Simulating Rumor Spreading in Social Networks using LLM Agents
Tianrui Hu, Dimitrios Liakopoulos, Xiwen Wei, Radu Marculescu, Neeraja J. Yadwadkar
TL;DR
The paper addresses how misinformation propagates in social networks by replacing static agent models with LLM-driven agents that carry customizable personas and belief updates. It builds four network environments (three synthetic: Erdős–Rényi, Scale-Free, Small-World; one real-world Facebook network) and evaluates rumor spread under varying initialization, activation, and persona configurations. The approach demonstrates scalability to networks with over 100 nodes and thousands of edges, revealing that network topology, agent traits, and prompt configurations critically shape propagation, with some scenarios reaching up to 83% of agents affected. These findings underscore the potential of LLM-based agents for realistic misinformation simulations and for testing mitigation strategies in complex social systems.
Abstract
With the rise of social media, misinformation has become increasingly prevalent, fueled largely by the spread of rumors. This study explores the use of Large Language Model (LLM) agents within a novel framework to simulate and analyze the dynamics of rumor propagation across social networks. To this end, we design a variety of LLM-based agent types and construct four distinct network structures to conduct these simulations. Our framework assesses the effectiveness of different network constructions and agent behaviors in influencing the spread of rumors.

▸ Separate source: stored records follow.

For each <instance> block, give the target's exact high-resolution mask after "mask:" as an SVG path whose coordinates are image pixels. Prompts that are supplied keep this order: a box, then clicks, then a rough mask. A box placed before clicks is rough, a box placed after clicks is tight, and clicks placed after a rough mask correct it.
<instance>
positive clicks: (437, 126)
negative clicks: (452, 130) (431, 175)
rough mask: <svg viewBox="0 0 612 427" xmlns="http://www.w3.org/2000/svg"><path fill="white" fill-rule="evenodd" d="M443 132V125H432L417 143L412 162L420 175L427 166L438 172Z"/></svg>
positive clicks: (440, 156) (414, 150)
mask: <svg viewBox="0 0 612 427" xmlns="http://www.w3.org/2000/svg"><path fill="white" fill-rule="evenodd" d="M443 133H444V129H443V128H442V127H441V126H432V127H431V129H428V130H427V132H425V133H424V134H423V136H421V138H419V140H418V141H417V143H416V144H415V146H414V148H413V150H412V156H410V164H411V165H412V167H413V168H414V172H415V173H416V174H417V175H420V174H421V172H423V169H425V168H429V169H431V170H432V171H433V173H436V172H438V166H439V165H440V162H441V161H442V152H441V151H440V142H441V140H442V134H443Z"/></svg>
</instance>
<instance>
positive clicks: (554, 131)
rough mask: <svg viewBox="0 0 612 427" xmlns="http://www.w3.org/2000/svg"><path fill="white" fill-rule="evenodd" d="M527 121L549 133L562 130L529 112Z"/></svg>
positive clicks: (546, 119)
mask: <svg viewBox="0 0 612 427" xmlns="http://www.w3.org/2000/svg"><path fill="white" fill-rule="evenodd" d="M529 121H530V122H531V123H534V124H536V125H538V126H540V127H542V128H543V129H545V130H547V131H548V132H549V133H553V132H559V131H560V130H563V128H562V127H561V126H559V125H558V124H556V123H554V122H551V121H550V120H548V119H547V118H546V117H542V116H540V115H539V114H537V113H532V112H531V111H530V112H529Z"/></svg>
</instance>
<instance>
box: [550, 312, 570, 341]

Our results demonstrate that the framework can simulate rumor spreading across more than one hundred agents in various networks with thousands of edges. The evaluations indicate that network structure, personas, and spreading schemes can significantly influence rumor dissemination, ranging from no spread to affecting 83\% of agents in iterations, thereby offering a realistic simulation of rumor spread in social networks.